Those words from last season's MVP seem to throw the notion of the Christmas Day contest being "just another game" out the window. Unquestionably, in the minds of the Los Angeles players, the match-up will tell them how much further they have to go.

But the Lakers have stumbled slightly on their recent East Coast swing losing back to back games in Florida against the Miami Heat and Orlando Magic and need to get back to their winning ways before Santa presents them with Celtics on Dec. 25.

While the players may take on the role of the hare in the season-long marathon, looking down the road and keeping a watchful eye on the standings, coaching staffs are content with being the tortoise with more immediate thoughts occupying their consciousness.

"No question, the guys are focused on Boston," said Los Angeles Laker assistant coach Jim Cleamons, who has been at the "Zen Master" Phil Jackson's side for six of his nine titles. "It's not necessarily a bad thing but we're not there yet."

"We need to take care of business along the way or else there will be no match-up with Boston in the finals. As coaches, we're not concerned with Boston."

On the other coast Boston coach Doc Rivers still maintains that his team can play better stating that his team still has not "hit its stride yet". If those thoughts articulated by Rivers, even though they may simply be a motivational carrot for his squad, are true, then the rest of the NBA had better beware. What's up Doc? You mean your team can still pick it up a notch from the league-leading 26-2 mark that ties the NBA record for the best start in history? Wow!

Rivers surveyed his players last week in Atlanta before facing a Hawks team that has improved itself from the squad that gave them a seven-game tussle in the first round of the playoffs a season ago and concluded that only about half his players actually knew what the team's record was in terms of its actual numbers.
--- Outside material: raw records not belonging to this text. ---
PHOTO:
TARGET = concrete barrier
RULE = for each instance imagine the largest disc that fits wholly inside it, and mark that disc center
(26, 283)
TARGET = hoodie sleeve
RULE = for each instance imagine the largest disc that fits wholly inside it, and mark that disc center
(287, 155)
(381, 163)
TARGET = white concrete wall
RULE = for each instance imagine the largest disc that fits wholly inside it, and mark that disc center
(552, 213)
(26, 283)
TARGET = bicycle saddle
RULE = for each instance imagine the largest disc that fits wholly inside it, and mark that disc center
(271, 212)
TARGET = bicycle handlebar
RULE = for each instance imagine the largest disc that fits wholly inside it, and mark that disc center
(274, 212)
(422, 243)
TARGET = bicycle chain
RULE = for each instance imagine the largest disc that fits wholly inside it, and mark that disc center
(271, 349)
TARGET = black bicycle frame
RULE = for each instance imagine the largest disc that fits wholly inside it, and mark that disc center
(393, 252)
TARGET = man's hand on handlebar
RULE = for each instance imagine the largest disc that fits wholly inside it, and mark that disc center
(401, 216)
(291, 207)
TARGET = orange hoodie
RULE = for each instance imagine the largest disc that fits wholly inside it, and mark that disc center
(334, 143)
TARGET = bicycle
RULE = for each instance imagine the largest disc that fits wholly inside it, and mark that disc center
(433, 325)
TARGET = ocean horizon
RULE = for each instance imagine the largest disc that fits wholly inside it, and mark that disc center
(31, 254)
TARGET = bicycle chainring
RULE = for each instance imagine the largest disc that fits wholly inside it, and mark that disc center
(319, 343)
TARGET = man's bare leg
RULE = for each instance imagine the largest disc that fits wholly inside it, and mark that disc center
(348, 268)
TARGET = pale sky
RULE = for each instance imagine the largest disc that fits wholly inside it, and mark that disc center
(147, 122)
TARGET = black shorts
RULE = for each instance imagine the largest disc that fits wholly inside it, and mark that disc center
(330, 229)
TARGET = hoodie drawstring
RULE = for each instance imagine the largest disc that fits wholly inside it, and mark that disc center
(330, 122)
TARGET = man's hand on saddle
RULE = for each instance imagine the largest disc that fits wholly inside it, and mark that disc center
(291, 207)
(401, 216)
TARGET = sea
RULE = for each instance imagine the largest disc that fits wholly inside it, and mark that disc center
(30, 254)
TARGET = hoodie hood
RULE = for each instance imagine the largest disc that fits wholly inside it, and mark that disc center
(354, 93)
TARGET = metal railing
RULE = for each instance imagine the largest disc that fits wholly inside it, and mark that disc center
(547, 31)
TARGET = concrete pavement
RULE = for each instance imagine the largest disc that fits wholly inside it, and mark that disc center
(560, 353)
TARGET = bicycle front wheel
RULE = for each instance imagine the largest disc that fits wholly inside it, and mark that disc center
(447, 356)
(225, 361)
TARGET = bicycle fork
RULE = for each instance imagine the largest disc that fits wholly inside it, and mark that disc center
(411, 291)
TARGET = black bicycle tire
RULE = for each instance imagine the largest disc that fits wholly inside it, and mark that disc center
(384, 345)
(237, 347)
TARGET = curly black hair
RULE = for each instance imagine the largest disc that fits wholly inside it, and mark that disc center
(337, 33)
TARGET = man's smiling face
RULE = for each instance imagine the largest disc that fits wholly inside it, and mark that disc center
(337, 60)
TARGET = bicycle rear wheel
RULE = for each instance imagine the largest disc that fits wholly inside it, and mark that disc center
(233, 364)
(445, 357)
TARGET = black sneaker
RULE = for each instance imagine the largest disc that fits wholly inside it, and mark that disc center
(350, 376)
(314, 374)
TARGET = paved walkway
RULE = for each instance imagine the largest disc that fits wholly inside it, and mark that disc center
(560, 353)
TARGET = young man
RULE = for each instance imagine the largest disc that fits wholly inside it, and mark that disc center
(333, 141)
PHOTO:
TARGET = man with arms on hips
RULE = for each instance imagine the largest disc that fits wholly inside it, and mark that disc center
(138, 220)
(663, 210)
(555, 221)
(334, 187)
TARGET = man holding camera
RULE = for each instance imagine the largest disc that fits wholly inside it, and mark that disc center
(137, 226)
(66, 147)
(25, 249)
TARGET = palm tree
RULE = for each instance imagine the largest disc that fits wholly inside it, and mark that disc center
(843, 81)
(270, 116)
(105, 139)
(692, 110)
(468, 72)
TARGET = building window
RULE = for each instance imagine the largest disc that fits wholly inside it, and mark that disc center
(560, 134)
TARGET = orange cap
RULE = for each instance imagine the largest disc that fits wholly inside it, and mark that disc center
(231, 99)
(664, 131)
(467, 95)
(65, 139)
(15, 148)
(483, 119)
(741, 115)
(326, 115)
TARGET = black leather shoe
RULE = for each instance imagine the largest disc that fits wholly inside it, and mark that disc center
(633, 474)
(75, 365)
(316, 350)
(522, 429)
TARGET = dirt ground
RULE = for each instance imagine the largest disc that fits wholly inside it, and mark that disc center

That result seems more in keeping with the "one game at a time mentality" that so many espouse in NBA circles. Kevin Garnett, unquestionably the Celtics most overt competitor, has told his teammates to "be in love with the idea of competition" above all else.

So we will all watch closely what happens on Christmas Day in Los Angeles even though Rivers suggested to the NBA "poobahs" as defending champions, it's not enough that the Celtics have to play on the holiday, they should at least have the right to play at home. Can't say I disagree with Rivers because if they were running on the blacktop outside, winners always get the ball before they call "next."

The Dec. 25 match-up is sold out and courtside seats are reportedly selling for $10,000. Sounds like the game might just be wetting people's appetites as everyone is looking toward June even though it is still a long way off.